Output contains standard fields and some extra specific to OpusCapita backend:

  • timestamp (custom formatters showing only hour down to milliseconds skipping date due to assumption that you run local tests lasting less than a day)
  • log level (can be additionally used for output color)
  • our services are usually REST servers thus
    • correlation-id - an unique identified for the system's REST user request that should be passed with subsequent calls
    • URI path of the REST request
  • log message
  • optional log payload
    • should be a single object
      • every object's key is added to the log object output for JSON output formatter
      • for custom formatters payload is printed after the message
    • multiple values can be passed just like with console but preferred way is a single object
      • due to technical reasons when multiple parameters are passed, those are stringified and appended to the log message rather

Migration between versions

1.0.14 to 1.0.15

Module 'correlation-id' is used and it requires node 12.17.0 or newer for node AsyncLocalStorage. Update node to 12.17.0 or newer.

1.x.x to 2.x.x

DummyLogger and VerboseLogger were removed. Create a normal logger instance instead like this: new Logger({level: Logger.LogLevel.Exception) or new Logger({level: Logger.LogLevel.Trace}) or even if you must use hardcoded values like -9999 (very silent), 999999 Very verbose, +Infinity, -Infinity, ...

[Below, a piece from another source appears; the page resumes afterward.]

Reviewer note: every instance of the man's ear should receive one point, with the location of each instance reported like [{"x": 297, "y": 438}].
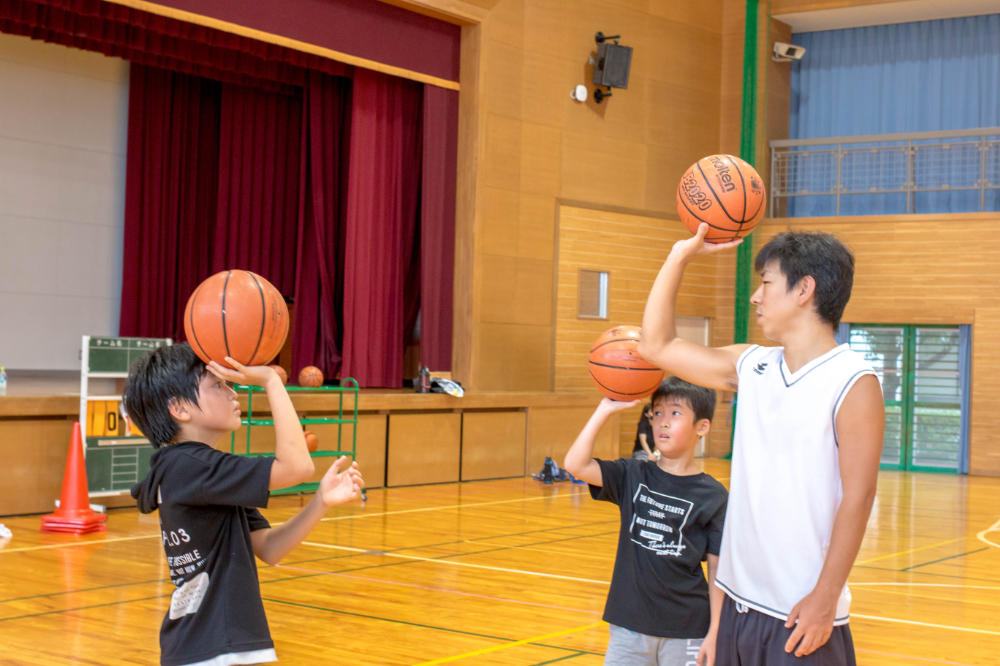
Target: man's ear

debugMode was removed, .setDebugMode function removed as well. Remove all references. Do not use - instead just increase log level if needed.

Support for callback as last parameter to log calls was removed (previously deprecated as unsafe). Do not use any longer. If used callbacks are treated as extra arguments to log.

Configuration parameters minLogLevel and defaultLogLevel are deprecated and no longer used. If found in the config file - would be still used for backward compatibility. Rename them to level If passed in constructor they would be ignored.

Support for custom output streams might be removed in the future (replaced with different implementation). If used - let me know. Otherwise I would try to remove this in version 3.x

Custom log levels are deprecated. Stick with defaults and commonly used levels and you are fine. Change all custom levels to one of the default.